OPINION: Electra’s opening night captivates audience

Autumn Kehn, Opinion Writer

On Thursday night, I went to see the opening night of “Electra,” a play with drama and tragedy, put on by BGSU Department of Theatre and Film in the Eva Marie Saint Theatre inside the BGSU Wolfe Center.

The performance allowed the audience to feel like they were right in the world with the characters instead of just observing. 

The staging involved an ominous large, red door to Electra’s home, a blue tiled looking floor, and a large stone altar with metal gold flames. The frames of the door looked like three thick nails overlapping each other, while the floor gave off an eerie blue to combat the door and the altar. 

The costuming was very interesting because the women wore more of what would be expected for ancient Greece, while the men wore 1900s inspired clothing. It was an interesting choice that definitely created a new modern dynamic to the ancient story.

In this production, the main character is Electra and she is mourning the death of her father King Agamemnon who has been killed by her mother, Clytemnestra and her lover, Aegisthus (Agamemnon’s cousin). Years later, Electra waits in her lamenting for her brother Orestes to come home and exact justice (and revenge) on their father’s killers.

Orestes is finally ready to come back and do what must be done but must first exact a plan to make this happen (as instructed by Apollo to only rely on his own cunning). This involves his servant, who has been caring for him all these years, to go and see what is happening in Electra’s home and pass on the news that Orestes himself is dead. This allows for everyone later to be caught off guard at his return and he is able to kill Clytemnestra and Aegisthus.

The play was met with rounds of applause and several members of the audience stood up for the actors when they came out for a bow. The performances of the actors were a bit of a mix for me but were still more than enjoyable to witness. 

The actress for Electra had a lot on her shoulders to cry and mourn at such intensity for 1.5 hours, so it’s hard to critique the believability of her weeping. However, it did feel like she was acting instead of being and whenever she prayed at the altar, it felt like she’d never bowed her heart and prayed before. 

Her friends, the chorus, did a wonderful job at narrating the story, creating suspense by beating the floor and being Electra’s consciousness. However, the believability of their weeping was also questionable. 

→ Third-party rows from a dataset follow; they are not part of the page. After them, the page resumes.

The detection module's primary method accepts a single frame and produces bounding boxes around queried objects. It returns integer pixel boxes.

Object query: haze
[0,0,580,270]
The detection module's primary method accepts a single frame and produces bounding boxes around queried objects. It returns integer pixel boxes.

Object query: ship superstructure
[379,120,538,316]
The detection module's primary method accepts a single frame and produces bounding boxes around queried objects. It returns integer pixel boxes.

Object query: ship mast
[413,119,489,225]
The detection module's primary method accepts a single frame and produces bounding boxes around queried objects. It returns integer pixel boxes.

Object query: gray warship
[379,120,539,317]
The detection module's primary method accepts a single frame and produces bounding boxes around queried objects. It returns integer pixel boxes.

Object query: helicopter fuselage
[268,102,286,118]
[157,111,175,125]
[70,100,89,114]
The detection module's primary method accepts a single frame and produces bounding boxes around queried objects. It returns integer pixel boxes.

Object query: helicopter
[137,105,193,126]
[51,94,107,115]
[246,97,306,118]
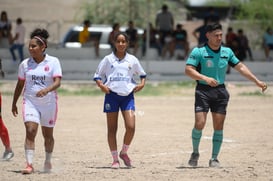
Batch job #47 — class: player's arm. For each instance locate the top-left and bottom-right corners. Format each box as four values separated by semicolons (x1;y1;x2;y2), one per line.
234;62;267;92
11;79;25;116
134;76;146;92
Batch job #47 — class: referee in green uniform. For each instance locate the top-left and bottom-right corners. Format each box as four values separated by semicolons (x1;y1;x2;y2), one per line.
185;23;267;167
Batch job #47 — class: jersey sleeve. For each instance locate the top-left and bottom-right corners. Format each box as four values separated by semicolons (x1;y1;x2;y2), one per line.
186;47;200;67
133;59;146;78
18;62;26;80
53;58;62;77
93;57;107;81
228;49;240;67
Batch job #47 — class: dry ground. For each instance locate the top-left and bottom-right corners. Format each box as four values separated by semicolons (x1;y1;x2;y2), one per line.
0;84;273;181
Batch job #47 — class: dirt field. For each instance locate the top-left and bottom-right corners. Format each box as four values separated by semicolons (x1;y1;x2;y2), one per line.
0;82;273;181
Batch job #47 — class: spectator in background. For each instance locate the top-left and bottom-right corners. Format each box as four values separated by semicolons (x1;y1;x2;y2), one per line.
108;23;120;49
172;24;189;59
142;23;162;56
125;21;138;55
161;32;174;58
226;27;239;74
237;29;253;61
0;11;12;46
155;4;174;46
192;18;211;45
263;27;273;61
79;20;99;57
10;18;26;62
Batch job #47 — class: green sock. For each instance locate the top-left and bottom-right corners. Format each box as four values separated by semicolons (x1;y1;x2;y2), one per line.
211;130;223;159
192;128;202;153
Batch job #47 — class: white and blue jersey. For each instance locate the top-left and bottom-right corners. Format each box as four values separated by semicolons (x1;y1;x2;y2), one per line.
94;52;146;96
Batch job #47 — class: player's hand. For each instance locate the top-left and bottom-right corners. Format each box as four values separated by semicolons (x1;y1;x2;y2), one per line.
11;105;18;117
36;89;48;97
99;84;110;94
205;77;218;87
134;84;144;92
260;82;267;92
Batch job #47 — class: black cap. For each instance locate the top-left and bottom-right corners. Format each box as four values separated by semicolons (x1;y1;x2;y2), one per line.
206;23;222;32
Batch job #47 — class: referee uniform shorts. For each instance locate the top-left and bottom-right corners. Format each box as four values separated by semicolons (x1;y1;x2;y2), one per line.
194;84;229;114
103;91;135;113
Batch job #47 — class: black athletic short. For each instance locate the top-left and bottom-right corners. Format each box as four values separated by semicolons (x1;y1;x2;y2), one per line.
194;84;229;114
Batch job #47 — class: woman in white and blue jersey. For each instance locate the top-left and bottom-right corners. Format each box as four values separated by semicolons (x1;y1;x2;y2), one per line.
94;32;146;168
185;23;267;167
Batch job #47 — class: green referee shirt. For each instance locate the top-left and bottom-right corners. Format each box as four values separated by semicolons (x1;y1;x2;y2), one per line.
186;44;240;85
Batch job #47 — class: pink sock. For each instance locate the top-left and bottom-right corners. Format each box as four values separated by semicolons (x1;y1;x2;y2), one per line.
111;150;118;161
121;144;129;154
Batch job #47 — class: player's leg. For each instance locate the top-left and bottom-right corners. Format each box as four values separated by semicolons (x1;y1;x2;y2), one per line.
42;126;55;172
188;112;207;166
0;93;14;160
106;112;119;168
209;86;229;167
103;92;120;169
22;121;38;174
188;85;210;166
209;113;226;167
119;93;135;167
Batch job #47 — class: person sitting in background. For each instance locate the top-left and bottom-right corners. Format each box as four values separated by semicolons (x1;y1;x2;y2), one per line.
142;23;162;56
263;27;273;61
226;27;239;74
192;18;211;45
125;21;138;55
79;20;99;57
237;29;253;61
172;24;189;59
9;18;26;62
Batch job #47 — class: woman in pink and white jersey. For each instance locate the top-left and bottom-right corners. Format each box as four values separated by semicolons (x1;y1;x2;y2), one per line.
12;29;62;174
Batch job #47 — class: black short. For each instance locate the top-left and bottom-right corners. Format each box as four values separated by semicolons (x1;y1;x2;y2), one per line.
194;84;229;114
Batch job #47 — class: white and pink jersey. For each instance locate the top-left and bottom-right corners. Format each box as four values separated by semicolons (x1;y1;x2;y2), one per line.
18;54;62;104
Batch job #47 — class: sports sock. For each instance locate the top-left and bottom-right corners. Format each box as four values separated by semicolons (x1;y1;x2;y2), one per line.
111;150;118;161
192;128;202;153
121;144;129;154
211;130;223;159
0;116;11;150
45;152;52;162
25;149;34;165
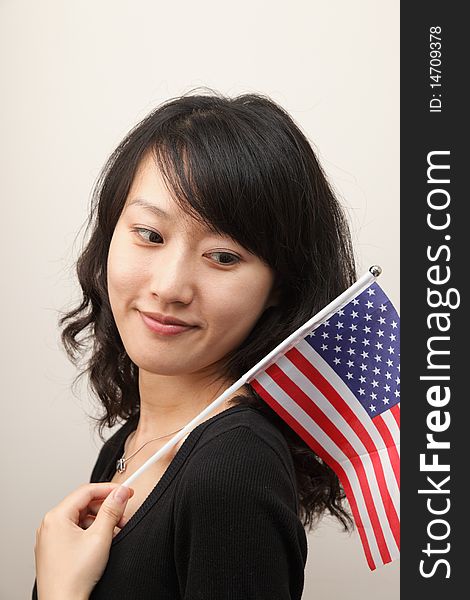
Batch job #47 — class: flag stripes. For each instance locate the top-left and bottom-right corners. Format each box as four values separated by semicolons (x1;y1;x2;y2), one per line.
250;340;400;569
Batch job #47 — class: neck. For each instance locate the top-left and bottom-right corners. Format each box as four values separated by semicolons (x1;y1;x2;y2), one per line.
130;369;243;443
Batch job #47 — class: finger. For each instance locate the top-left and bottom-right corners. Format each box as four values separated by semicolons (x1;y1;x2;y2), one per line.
59;482;133;523
79;515;95;529
91;486;133;540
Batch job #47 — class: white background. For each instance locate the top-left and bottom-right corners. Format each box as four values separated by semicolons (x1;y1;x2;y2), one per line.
0;0;399;600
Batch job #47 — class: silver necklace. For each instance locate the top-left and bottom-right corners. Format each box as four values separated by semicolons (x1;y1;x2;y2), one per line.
116;427;183;473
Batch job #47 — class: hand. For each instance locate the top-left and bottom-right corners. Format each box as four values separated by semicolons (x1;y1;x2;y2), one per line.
34;483;134;600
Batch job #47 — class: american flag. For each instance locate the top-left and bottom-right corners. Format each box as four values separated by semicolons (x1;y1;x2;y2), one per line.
249;281;400;569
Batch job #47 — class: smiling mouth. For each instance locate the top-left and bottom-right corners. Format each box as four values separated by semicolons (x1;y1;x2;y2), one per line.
140;312;196;336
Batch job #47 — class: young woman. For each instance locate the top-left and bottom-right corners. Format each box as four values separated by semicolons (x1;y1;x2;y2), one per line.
33;93;355;600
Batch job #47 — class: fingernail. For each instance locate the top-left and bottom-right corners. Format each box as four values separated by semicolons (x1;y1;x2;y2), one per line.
113;485;129;504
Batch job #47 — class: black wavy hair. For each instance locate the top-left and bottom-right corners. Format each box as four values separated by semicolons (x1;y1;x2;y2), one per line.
59;88;356;530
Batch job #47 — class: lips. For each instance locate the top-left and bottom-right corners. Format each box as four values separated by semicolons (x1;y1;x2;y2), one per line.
140;311;197;335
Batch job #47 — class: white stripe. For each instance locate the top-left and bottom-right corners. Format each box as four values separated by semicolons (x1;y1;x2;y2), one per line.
257;372;383;566
296;340;400;515
381;404;400;456
277;352;399;549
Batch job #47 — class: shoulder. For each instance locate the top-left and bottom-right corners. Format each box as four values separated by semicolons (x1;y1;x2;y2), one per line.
180;406;298;512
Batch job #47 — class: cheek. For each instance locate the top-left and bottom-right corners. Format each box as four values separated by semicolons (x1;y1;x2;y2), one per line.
206;273;272;346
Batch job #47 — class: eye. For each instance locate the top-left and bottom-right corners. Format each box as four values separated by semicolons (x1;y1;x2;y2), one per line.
132;227;163;244
207;251;240;265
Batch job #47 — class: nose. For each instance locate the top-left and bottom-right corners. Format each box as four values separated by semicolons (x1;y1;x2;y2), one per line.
151;247;195;304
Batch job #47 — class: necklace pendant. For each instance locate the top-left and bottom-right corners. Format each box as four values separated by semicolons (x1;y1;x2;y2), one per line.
116;458;126;473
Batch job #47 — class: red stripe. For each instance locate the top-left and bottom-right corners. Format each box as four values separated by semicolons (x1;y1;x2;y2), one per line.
372;415;400;488
260;360;391;563
250;379;378;571
286;348;400;547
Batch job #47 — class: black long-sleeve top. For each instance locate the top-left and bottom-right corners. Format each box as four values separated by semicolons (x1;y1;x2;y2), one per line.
33;406;307;600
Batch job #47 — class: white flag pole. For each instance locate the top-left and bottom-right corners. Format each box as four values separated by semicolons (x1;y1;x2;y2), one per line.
122;266;382;487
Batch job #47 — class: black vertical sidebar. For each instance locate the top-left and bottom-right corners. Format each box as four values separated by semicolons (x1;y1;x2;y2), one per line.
400;0;470;600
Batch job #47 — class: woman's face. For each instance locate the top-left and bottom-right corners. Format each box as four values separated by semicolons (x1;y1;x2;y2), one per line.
108;154;274;376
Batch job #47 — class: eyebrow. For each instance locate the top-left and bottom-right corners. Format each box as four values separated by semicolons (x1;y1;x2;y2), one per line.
127;198;170;219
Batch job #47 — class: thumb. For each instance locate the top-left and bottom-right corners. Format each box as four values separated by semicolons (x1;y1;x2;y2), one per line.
92;485;134;538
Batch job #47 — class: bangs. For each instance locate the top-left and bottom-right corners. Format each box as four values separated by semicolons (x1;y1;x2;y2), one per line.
147;112;285;268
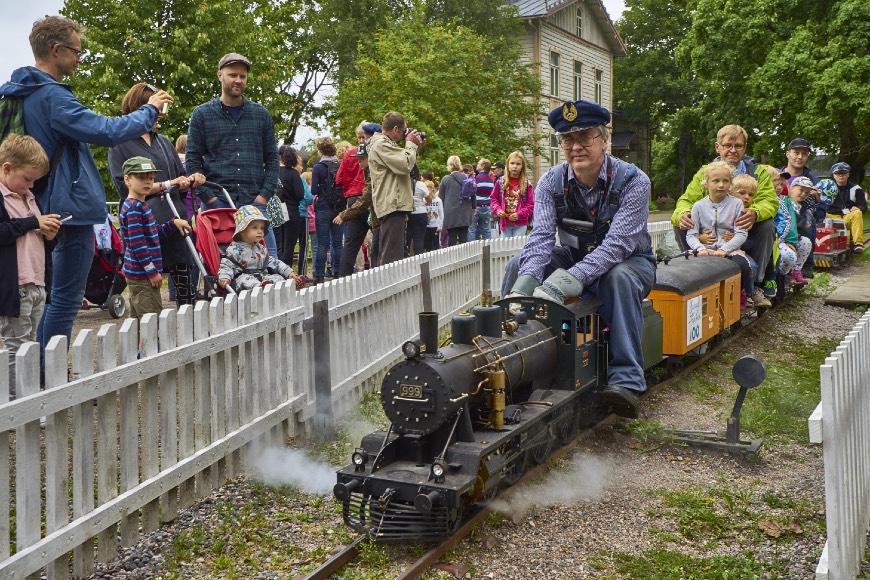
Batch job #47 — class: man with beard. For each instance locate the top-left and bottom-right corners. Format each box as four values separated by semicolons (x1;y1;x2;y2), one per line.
502;101;656;417
185;52;278;257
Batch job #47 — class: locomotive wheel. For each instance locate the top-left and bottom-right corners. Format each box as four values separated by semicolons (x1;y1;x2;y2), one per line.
501;453;528;487
529;430;553;465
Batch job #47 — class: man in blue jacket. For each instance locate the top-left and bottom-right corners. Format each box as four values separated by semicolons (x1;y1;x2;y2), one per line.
0;16;172;347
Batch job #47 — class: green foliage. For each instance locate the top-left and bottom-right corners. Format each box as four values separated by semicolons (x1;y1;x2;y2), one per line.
615;0;870;194
62;0;337;196
616;549;764;580
333;13;540;173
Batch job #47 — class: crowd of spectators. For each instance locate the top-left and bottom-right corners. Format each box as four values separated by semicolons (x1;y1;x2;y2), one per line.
0;16;867;390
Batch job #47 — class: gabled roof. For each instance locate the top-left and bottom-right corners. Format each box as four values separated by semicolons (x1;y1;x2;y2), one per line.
508;0;626;56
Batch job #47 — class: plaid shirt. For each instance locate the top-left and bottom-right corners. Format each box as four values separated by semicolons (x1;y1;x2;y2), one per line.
185;99;278;207
520;155;652;286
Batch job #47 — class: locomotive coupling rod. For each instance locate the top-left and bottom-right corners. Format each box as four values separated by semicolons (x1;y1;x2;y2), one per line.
474;336;556;373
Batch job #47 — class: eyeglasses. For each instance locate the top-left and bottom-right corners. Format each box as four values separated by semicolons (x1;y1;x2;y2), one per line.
57;42;87;59
559;131;601;148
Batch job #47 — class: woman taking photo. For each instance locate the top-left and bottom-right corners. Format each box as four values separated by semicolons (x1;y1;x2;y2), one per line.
109;83;205;306
490;151;535;238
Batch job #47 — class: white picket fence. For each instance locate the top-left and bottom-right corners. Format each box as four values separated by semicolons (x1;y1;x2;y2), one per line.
0;238;524;578
809;312;870;580
0;222;672;578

The actor for Orestes delivered a great performance in his facial expressions, eye contact and giving a sound voice as the hero. The actress for Clytemnestra delivered wonderful displays of madness and grief and looked like she absolutely loved doing it. 

The actor for the servant, Phocis, did well and captivated everyone’s attention when telling the false story of how Orestes met his death. The actor for Aegisthus did a good job as well and sold me in his arrogance when he stamped his cane to scare Electra. 

The actress for Chrysothemis (Electra and Orestes’ sister) also did a wonderful job being kind and innocent and never failed in her eye contact and facial expressions. 

Overall, this is a performance that I would highly encourage others to see and experience the ancient drama/tragedy for yourself.